If there are people that you have to cross off the list, then just send them a quick note to explain why. That way there’s less likely to be any awkwardness at the wedding when you see them.
Perhaps a somewhat controversial choice, but some brides are going to want to (or they’re expected to) invite their mums and grans. By inviting the mother hen you’ll earn a few extra brownie points – mums and grans are perfectionists and want to be involved in everything! Obviously if you’re doing something a little intense like It’s a Knockout, 80 year old Eveline isn’t going to want to take part and bust a hip, but most events will allow spectators anyway! If you’re venturing away from home to gallivant around the country then it may be worth finding mother hen a family friend to keep her company back at home for a bit of peace and quiet – she’s still got the wedding to look forwards to.

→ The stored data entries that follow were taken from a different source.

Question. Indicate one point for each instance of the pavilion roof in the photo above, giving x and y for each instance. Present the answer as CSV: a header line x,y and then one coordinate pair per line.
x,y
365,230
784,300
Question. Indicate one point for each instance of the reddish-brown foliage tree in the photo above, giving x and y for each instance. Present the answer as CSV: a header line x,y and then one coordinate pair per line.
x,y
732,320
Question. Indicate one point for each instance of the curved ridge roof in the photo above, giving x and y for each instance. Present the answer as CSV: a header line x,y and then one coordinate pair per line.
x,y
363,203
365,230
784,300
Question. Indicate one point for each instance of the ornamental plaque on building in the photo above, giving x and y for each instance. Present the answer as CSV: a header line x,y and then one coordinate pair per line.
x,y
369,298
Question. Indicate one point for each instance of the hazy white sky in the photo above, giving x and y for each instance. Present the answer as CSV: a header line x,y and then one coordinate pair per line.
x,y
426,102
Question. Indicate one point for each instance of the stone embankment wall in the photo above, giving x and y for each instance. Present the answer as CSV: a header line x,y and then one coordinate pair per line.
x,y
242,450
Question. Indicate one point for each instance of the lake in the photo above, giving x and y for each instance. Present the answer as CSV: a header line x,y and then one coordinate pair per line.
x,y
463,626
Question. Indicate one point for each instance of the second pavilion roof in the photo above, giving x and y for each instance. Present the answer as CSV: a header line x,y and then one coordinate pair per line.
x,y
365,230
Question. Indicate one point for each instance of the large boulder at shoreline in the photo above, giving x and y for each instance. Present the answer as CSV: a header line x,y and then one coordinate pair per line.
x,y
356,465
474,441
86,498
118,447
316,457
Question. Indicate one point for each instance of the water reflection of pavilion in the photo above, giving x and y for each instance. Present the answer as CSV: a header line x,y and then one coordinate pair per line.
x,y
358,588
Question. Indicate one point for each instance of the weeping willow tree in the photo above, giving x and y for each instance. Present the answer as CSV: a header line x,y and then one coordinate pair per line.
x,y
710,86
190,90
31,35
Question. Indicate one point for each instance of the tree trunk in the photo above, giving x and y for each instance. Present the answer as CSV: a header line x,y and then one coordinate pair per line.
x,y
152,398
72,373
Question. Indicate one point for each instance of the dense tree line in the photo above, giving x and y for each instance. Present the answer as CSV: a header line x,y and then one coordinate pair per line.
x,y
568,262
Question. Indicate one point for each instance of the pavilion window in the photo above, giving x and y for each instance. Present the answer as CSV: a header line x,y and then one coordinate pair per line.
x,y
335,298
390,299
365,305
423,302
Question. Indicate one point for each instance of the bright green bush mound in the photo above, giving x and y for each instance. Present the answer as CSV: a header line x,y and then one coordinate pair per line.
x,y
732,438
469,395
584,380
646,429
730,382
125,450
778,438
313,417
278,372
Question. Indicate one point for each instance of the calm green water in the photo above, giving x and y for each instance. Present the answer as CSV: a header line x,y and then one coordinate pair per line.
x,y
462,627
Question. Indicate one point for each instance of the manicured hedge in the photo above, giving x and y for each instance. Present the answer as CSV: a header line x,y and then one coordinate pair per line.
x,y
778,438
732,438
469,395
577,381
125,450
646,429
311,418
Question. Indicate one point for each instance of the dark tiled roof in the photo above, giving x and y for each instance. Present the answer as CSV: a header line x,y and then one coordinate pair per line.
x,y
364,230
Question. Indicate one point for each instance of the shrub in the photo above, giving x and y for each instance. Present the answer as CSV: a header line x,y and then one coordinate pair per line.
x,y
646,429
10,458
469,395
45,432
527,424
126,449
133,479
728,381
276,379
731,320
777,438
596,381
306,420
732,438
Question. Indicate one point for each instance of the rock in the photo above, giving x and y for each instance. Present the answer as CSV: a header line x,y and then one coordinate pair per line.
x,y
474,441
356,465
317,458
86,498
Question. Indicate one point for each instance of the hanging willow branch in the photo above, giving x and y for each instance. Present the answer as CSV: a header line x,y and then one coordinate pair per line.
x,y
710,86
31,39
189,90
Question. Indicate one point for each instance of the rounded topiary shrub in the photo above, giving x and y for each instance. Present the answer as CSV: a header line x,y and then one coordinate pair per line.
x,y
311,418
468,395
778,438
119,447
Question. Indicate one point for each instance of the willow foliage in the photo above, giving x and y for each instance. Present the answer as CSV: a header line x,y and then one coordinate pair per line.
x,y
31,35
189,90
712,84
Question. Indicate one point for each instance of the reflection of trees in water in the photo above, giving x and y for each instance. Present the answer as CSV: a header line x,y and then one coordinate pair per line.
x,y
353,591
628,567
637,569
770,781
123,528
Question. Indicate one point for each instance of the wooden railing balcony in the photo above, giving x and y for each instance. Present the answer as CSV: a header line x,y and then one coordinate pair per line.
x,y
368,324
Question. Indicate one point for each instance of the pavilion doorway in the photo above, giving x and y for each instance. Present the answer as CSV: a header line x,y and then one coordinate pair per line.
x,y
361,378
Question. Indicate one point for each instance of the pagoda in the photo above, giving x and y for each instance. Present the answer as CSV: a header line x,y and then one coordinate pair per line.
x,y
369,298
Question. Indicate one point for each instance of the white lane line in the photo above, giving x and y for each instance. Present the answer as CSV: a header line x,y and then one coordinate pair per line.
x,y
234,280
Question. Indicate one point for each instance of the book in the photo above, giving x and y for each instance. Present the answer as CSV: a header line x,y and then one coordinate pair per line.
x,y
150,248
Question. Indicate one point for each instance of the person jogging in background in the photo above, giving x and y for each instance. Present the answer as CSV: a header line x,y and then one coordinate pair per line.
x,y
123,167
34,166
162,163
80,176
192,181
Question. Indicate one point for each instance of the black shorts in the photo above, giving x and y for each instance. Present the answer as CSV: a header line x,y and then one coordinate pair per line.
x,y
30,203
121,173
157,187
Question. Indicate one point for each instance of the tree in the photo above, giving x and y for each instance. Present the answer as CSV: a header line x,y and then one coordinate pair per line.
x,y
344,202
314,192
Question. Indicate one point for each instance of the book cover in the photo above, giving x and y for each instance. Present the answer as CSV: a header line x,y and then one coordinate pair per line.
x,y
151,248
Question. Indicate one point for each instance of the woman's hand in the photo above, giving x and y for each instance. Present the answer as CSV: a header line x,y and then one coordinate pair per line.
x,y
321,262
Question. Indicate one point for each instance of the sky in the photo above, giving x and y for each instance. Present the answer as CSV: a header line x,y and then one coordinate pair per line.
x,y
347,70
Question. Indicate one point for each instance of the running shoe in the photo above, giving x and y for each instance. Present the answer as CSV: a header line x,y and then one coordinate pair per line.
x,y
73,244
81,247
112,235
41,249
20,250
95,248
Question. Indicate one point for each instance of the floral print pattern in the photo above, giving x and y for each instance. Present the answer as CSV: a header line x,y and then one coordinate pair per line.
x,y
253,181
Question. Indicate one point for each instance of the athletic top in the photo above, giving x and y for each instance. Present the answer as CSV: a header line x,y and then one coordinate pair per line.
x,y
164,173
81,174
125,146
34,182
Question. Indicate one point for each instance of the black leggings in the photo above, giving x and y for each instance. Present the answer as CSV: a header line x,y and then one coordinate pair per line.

This one goes without saying. If they’re a regular face at the cocktail bar then the bride is sure to want her there. Think back to her Myspace top 8 friends, check to see who’s posting on her Facebook wall, peek at who she’s texting; you’ve got yourself a guest-list.
She sees these people every single day, but has she invited them to anything before? If the answer is no, chances are she doesn’t actually like these people and will definitely not want them at her hen party. Your job is to invite people that she feels comfortable around that make her feel warm, loved and get her excited for a damn good weekend! Is she going to be confident singing Girls just want to have fun in her undies at 2am in front of her colleagues? This is the type of question you need to ask yourself.
If you’re going to invite people from afar, it may be worth considering getting them to the wedding first. If the wedding is shortly after the hen party, see if they can extend their stay (the wedding is always the priority though). If they can’t make the wedding, see if they are free for the hen weekend instead!
Can I bring my friend? Can my friend bring her friend? On the most part you will want to say no. If they haven’t ever met the bride then why should she be at the hen party? They will probably be together for the most part of the weekend and then your party stops being one big group and turns into a couples retreat. If you’re close to home, by all means invite them for the night out, but once you’ve said yes to one, you can’t say no to the long queue of people waiting behind.